The recent protests in response to the October 7th massacre in Israel illustrate this perfectly. So few students or groups could condemn the actions of Hamas to empathetically support their Jewish peers, instead choosing to immediately twist the narrative into a larger fight about colonialism and oppressive groups. Rather than organizing to help displaced or struggling Palestinians and showing kindness to their grieving Jewish friends, the protesters blamed and demonized Jews while focusing on the needs of the protesters themselves. Actually helping Palestinians was marginalized in so many cases.
At Princeton University, after setting up an encampment, against school policy, and actively disrupting the educational environment, student protesters staged a hunger strike intended to bring attention to their demands that the “school meet with them to discuss divestment and drop the criminal and disciplinary charges” against them. With this “strike,” the students placed attention on themselves and their purported “pain” and helped no one. After Princeton failed to immediately capitulate, one student exclaimed, “This is absolutely unfair. My peers and I, we are starving. We are physically exhausted.

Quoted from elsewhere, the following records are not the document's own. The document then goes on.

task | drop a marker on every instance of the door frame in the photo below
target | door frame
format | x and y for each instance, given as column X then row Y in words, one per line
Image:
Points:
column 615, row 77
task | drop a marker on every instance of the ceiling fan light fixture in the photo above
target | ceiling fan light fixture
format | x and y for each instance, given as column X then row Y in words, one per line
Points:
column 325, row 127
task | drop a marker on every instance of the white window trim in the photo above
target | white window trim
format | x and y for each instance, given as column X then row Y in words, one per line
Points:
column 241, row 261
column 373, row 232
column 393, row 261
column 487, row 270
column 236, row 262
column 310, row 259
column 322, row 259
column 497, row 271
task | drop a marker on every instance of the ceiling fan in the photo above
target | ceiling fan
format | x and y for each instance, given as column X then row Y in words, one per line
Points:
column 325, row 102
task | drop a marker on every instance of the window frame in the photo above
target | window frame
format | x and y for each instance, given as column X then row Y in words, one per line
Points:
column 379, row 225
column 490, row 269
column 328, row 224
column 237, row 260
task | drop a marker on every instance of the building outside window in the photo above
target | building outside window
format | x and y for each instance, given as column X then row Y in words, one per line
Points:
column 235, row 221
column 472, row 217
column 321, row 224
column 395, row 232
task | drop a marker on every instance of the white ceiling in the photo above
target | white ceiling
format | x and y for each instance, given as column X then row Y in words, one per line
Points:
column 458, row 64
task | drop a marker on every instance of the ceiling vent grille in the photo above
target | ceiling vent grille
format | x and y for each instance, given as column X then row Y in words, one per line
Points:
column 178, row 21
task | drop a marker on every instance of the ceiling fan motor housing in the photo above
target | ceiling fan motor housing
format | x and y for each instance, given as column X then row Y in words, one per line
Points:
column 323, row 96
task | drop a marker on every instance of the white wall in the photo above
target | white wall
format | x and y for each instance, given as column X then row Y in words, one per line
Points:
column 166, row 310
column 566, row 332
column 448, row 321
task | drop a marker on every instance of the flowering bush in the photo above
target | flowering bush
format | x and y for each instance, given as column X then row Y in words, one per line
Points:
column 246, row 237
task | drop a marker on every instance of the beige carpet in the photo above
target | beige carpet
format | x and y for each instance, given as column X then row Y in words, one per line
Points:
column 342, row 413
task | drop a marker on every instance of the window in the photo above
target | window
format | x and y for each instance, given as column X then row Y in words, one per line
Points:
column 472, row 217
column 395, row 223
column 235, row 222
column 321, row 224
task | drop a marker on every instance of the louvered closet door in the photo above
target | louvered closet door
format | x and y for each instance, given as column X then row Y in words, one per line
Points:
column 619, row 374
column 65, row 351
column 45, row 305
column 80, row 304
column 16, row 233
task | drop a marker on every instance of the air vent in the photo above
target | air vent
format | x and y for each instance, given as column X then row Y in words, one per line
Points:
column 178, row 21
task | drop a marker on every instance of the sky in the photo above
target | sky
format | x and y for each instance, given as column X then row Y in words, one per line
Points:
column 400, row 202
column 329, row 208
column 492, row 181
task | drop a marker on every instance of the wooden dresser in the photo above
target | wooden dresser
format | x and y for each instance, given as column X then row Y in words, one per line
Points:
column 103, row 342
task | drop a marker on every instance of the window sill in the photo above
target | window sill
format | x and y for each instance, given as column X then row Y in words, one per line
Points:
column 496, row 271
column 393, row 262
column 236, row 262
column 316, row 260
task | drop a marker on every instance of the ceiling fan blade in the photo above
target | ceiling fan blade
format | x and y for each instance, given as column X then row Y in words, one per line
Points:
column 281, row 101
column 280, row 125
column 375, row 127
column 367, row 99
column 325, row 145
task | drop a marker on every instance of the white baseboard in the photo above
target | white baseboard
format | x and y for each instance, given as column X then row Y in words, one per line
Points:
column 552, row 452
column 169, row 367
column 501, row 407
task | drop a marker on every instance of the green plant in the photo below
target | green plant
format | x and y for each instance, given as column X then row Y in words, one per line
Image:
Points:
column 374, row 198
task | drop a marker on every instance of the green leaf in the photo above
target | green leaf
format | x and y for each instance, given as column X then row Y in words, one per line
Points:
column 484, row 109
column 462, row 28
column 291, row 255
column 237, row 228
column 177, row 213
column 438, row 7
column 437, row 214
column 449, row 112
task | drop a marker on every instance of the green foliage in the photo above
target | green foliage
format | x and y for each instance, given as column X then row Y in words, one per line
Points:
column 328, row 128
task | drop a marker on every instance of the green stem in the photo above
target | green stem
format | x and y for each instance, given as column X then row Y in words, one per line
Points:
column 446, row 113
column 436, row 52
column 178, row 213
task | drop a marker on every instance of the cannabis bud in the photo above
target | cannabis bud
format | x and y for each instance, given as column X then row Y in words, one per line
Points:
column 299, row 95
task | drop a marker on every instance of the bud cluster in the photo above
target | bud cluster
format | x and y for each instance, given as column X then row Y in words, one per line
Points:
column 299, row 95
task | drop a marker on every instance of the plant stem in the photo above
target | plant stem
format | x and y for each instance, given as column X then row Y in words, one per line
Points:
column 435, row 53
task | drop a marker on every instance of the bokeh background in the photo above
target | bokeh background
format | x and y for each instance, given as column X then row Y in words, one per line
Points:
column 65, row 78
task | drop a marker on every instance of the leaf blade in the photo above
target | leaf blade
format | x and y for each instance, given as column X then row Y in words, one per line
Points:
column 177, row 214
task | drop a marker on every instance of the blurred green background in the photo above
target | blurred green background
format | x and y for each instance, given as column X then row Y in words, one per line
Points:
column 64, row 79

I am quite literally shaking right now as you can see.” The student continued focusing on the protesters by screaming, “We are all immunocompromised, and based on the university’s meeting yesterday with some of our bargaining team, they would love to continue physically weakening us.” This is petty, embarrassing for these students, and a clear example of Foster Wallace’s warning about selfishness.

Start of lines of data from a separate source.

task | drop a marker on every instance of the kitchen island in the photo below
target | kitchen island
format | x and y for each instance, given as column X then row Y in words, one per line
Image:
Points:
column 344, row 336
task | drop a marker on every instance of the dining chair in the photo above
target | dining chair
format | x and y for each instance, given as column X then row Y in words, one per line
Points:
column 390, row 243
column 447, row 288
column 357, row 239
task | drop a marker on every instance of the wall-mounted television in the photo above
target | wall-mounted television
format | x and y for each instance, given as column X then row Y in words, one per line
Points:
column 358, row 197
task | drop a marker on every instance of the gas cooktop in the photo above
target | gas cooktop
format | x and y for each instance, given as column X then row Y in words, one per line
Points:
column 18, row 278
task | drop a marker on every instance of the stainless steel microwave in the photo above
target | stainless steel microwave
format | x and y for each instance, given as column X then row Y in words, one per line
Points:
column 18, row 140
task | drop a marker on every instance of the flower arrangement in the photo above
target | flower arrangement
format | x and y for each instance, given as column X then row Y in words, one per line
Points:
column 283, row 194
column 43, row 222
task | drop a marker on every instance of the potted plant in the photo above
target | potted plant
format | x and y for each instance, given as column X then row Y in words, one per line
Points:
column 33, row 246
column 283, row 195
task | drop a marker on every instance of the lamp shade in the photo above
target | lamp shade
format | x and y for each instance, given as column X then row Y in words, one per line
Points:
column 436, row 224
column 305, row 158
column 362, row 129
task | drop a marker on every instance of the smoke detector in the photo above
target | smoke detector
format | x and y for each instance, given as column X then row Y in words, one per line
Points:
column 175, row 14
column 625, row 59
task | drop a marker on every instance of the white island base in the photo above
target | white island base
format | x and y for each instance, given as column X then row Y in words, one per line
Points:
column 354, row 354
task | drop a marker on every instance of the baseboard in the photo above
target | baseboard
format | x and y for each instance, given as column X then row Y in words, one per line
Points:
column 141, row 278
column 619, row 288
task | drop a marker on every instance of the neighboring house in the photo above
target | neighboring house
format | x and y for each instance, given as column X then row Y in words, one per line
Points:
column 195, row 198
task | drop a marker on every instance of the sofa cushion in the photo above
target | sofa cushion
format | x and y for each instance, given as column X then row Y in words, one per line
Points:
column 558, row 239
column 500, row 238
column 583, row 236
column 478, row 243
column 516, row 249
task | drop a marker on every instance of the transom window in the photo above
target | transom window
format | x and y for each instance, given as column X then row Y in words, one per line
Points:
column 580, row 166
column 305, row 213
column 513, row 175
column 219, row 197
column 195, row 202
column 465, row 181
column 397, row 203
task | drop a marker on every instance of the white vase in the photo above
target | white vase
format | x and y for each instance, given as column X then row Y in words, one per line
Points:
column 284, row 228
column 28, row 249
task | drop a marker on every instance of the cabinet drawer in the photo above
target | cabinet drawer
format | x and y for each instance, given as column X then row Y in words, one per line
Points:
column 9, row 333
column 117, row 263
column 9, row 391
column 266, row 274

Regrettably, Princeton is only one of so many more examples of students turning inward nowadays on collegiate campuses. With our politics poisoned by polarization and narratives of harm, Foster Wallace’s ideas are essential today. Students are not learning that a better life is lived when we choose the good and try to overcome the default negative. Being angry and blaming others is easy and the backbone of DEI; it takes work not to default to this thinking. We should be trying to find more meaning outside our narrow selves by making real connections with others. We will need these connections as we head into another bitter election season that will focus little on building others up. We will need an outlook rooted in positivity and regard for each other.